In rosso, il percorso approssimato 

Perché l’elettrodotto da 220 kw che da Somplago per il passo Pramosio arriverà a Wurmlach in territorio carinziano correndo prevalentemente lungo la sinistra orografica della valle del But non è solo una offesa paesaggistica la territorio, ma anche una questione politica.

Ancora una volta, infatti, assistiamo ad un fenomeno di espropriazione dell’utilità di molti (paesaggio, storia, integrità territoriale) a favore dell’utilità di pochi (il mero profitto). Null’altro che il rovesciamento del principio democratico.
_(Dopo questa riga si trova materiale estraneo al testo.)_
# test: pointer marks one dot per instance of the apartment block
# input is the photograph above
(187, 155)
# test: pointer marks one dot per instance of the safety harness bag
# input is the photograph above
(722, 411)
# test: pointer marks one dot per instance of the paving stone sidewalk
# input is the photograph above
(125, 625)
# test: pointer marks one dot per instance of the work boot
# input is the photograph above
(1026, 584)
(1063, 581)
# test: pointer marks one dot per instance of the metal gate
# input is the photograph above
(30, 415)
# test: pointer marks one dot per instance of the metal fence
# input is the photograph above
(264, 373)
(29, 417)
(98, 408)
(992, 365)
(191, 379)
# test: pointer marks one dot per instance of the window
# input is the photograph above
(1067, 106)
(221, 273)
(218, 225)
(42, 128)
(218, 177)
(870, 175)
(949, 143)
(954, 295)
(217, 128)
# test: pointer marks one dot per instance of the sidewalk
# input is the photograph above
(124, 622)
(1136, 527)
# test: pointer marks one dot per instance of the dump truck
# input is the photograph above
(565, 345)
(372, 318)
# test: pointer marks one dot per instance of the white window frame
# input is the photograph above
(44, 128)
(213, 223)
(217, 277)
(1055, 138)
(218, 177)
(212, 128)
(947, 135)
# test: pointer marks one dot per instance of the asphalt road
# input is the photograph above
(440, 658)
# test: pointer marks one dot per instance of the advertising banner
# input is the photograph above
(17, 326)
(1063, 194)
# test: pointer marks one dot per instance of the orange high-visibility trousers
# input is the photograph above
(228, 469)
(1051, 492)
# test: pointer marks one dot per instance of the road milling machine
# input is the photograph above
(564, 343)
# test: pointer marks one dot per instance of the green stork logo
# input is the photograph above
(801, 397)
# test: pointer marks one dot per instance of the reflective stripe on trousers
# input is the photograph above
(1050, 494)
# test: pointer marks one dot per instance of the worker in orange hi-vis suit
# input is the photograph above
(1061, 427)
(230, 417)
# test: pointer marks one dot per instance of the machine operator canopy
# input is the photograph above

Un elettrodotto che, più che alimentare le fortune industriali del Friuli, sembra sempre più essere necessario al sollevamento notturno di 1,8 milioni di metri cubi d’acqua dal lago di Cavazzo a Quello di Verzegnis, per 300 metri di altezza lungo una galleria di quasi 9 Km.

Un sollevamento che farà mutare, in poche ore, di circa 9 metri, il “naturale” livello del lago artificiale di Verzegnis, la cui massa d’acqua sarà poi re incanalata  a valle durante il giorno e trasformata in energia dalle turbine della centrale di Cavazzo.

Meno energia di quella consumata durante la notte, ma di maggior valore.

Insomma, un progetto di puro profitto, privo di qualsiasi valore sociale e contenuto ambientale.